The cryptocurrency market on August 1, 2025, is experiencing a volatile session, with the total market capitalization dipping 1.44% to approximately $2.36 trillion, while 24-hour trading volume surged 10.45% to $66.32 billion, reflecting heightened activity. $BTC

Bitcoin (BTC), priced at $117,715.40, saw a 1.27% decline but remains dominant with a $2.34 trillion market cap, supported by MicroStrategy’s $4.2 billion acquisition plan and over 230 new whale wallets, though a strengthened U.S. dollar due to new tariffs (10–41%) and bearish technicals (MACD at -630) signal short-term correction risks. $ETH

Ethereum (ETH), down 2.24% at $3,810.75, continues to attract institutional interest with $850 million in ETF inflows and SharpLink Gaming’s $463 million ETH stake, bolstered by its zkEVM roadmap for scalability, despite high gas fee concerns. $SOL

Solana (SOL) at $181.27 and Dogecoin (DOGE) at $0.22 face minor dips but maintain traction due to Solana’s high-speed DeFi ecosystem and Dogecoin’s resilient community, while Pepe (PEPE) dropped 4.03%, hinting at a potential rebound if support at $0.00000633 holds. Among top performers, Qubic (QUBIC) surged 12.29% and XDC Network (XDC) gained 8.99%, while Conflux (CFX) plummeted 16.70%. Macroeconomic pressures from U.S. tariffs and a stronger dollar weigh on risk assets, but institutional moves like JPMorgan’s Coinbase partnership and regulatory tailwinds from the U.S. GENIUS Act and SEC’s SAB 121 repeal fuel optimism.
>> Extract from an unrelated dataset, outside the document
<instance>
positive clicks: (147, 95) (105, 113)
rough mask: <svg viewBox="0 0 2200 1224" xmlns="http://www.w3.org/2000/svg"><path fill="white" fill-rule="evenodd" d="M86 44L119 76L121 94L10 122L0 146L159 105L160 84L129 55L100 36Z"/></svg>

The $39 billion AI token sector, led by projects like Bittensor (TAO), and Tether’s $163.6 billion stablecoin market cap highlight growing blockchain integration. Despite short-term bearish sentiment, with 78% of top 200 coins losing value, analysts see a potential Q3 2025 rally if Federal Reserve rate cuts (60% odds by October) materialize, though investors should remain cautious of volatility and conduct thorough research before investing.